A total of 65 patients with MPA and GPA were included. At diagnosis, serum CitH3 levels were measured and disease activity was assessed using the Birmingham Vasculitis Activity Score (BVAS). Correlation between serum CitH3 level and BVAS was assessed using Pearson’s correlation coefficient. Discriminatory performance of serum CitH3 for severe disease (BVAS ≥ 20) and low disease activity states (BVAS ≤ 3) was evaluated using receiver operating characteristic curve analysis. The association between serum CitH3 level and ESKD risk was assessed using multivariable Cox regression analysis.

Results

Serum CitH3 levels significantly correlated with BVAS (r = 0.393, p = 0.001).
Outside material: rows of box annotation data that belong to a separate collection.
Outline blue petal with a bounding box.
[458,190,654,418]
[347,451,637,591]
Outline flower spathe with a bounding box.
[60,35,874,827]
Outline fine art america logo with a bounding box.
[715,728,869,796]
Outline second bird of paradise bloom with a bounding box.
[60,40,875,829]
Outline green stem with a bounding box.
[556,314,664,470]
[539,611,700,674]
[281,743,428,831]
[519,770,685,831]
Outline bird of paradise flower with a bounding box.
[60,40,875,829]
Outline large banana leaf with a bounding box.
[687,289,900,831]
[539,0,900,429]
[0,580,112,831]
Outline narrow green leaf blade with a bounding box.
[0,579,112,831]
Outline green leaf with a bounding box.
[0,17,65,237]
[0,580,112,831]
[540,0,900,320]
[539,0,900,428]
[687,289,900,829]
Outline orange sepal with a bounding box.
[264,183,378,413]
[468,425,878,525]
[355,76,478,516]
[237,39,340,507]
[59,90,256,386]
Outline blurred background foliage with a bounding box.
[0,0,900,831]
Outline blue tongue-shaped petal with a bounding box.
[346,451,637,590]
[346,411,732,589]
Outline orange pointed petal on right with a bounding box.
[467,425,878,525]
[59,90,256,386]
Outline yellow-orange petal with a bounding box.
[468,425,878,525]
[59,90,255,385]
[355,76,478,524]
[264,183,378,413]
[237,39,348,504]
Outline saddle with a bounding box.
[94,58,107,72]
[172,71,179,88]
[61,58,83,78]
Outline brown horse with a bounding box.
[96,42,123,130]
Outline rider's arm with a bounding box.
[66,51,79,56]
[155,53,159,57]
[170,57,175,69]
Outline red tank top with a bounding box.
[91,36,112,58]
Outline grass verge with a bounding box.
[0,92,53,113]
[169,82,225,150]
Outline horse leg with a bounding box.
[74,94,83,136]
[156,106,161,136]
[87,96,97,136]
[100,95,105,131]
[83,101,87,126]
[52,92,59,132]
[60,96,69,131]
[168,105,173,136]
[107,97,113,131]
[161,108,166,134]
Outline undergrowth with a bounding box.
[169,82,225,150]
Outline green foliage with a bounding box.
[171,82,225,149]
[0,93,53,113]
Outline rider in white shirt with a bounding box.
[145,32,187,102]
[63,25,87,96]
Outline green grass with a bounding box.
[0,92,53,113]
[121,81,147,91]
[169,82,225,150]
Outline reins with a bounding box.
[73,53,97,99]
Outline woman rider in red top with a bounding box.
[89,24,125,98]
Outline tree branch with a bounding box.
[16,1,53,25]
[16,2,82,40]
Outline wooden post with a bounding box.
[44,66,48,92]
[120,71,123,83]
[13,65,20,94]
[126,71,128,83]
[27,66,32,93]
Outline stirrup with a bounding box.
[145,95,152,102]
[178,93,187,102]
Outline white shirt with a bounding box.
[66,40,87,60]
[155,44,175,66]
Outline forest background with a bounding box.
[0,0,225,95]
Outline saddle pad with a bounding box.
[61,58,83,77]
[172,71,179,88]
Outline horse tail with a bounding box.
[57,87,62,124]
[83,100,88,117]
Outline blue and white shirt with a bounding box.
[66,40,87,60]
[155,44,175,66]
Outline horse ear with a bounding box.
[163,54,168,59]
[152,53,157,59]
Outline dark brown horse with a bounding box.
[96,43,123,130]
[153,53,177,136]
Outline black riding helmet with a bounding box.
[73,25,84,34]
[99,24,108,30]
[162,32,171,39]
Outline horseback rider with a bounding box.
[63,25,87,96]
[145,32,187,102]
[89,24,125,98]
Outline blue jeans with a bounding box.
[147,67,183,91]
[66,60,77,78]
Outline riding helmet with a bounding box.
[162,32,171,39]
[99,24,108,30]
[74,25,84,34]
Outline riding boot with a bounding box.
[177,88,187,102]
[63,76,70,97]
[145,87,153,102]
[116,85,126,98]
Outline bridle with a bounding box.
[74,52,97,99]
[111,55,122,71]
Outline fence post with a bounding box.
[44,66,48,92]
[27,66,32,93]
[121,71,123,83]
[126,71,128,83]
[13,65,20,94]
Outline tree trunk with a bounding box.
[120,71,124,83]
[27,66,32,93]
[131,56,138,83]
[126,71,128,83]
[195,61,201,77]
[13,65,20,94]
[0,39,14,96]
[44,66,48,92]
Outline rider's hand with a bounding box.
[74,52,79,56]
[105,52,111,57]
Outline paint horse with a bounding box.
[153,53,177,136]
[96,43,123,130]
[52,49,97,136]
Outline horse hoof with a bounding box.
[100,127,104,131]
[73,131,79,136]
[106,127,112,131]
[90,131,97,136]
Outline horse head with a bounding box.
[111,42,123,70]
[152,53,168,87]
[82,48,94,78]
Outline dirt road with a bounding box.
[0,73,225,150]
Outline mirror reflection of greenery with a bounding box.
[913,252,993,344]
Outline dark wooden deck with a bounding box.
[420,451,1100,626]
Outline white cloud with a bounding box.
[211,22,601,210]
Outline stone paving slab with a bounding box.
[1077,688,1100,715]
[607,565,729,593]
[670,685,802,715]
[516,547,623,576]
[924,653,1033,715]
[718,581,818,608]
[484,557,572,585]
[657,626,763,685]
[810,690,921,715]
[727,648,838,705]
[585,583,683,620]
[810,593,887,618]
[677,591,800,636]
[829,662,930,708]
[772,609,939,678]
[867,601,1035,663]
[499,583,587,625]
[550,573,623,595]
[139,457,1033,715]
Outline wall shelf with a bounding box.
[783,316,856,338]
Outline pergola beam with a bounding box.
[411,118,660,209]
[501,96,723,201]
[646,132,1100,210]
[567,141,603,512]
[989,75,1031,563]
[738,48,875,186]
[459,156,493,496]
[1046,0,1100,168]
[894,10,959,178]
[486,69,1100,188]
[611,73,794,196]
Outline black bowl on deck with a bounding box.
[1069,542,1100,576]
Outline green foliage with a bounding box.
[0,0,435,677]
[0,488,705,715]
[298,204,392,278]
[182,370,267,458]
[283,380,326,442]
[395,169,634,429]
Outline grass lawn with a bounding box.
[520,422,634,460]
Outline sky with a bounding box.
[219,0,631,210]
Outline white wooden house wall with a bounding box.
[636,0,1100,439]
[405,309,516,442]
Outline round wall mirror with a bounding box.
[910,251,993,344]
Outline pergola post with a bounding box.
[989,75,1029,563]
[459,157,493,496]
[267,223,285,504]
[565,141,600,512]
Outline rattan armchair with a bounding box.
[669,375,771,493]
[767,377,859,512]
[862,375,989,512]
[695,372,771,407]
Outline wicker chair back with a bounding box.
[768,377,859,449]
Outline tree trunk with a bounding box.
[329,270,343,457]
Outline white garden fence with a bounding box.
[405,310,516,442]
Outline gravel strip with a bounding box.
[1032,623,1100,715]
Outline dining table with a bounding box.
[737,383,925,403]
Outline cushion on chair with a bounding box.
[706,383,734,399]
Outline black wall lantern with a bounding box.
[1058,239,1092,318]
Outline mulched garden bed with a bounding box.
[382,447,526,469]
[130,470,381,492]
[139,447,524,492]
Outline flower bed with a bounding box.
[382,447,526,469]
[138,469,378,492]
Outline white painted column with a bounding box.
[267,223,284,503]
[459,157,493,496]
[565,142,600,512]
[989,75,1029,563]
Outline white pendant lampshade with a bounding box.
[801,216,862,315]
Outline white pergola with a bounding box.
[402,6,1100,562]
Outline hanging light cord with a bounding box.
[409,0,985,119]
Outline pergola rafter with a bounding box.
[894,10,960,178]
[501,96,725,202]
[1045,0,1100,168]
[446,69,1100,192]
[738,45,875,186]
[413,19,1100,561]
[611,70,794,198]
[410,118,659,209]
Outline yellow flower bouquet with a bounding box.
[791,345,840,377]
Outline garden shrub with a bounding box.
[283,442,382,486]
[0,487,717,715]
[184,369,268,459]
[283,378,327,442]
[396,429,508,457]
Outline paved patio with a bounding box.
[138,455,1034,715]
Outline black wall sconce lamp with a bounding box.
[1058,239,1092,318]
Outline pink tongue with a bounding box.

Moreover, serum CitH3 demonstrated excellent discriminatory performance (area under the curve [AUC] 0.905, 95% confidence interval [CI] 0.825–0.984, p < 0.001) for severe disease (BVAS ≥ 20), and acceptable discriminatory performance (AUC 0.703, 95% CI 0.558–0.848, p = 0.013) for low disease activity states (BVAS ≤ 3). During a mean follow-up of 38.3 ± 32.8 months, eight (12.3%) patients developed ESKD. After adjusting for age and serum creatinine, higher serum CitH3 levels were independently associated with an increased risk of ESKD (adjusted hazard ratio 1.181, 95% CI 1.033–1.352, p = 0.015).

Conclusion

Serum CitH3 correlated with disease activity, demonstrated strong discriminatory performance for severe disease and acceptable discriminatory performance for low disease activity states, and was associated with an increased risk of ESKD. These findings support serum CitH3 as a potential biomarker for identifying severe disease and low disease activity states, and stratifying ESKD risk in MPA and GPA.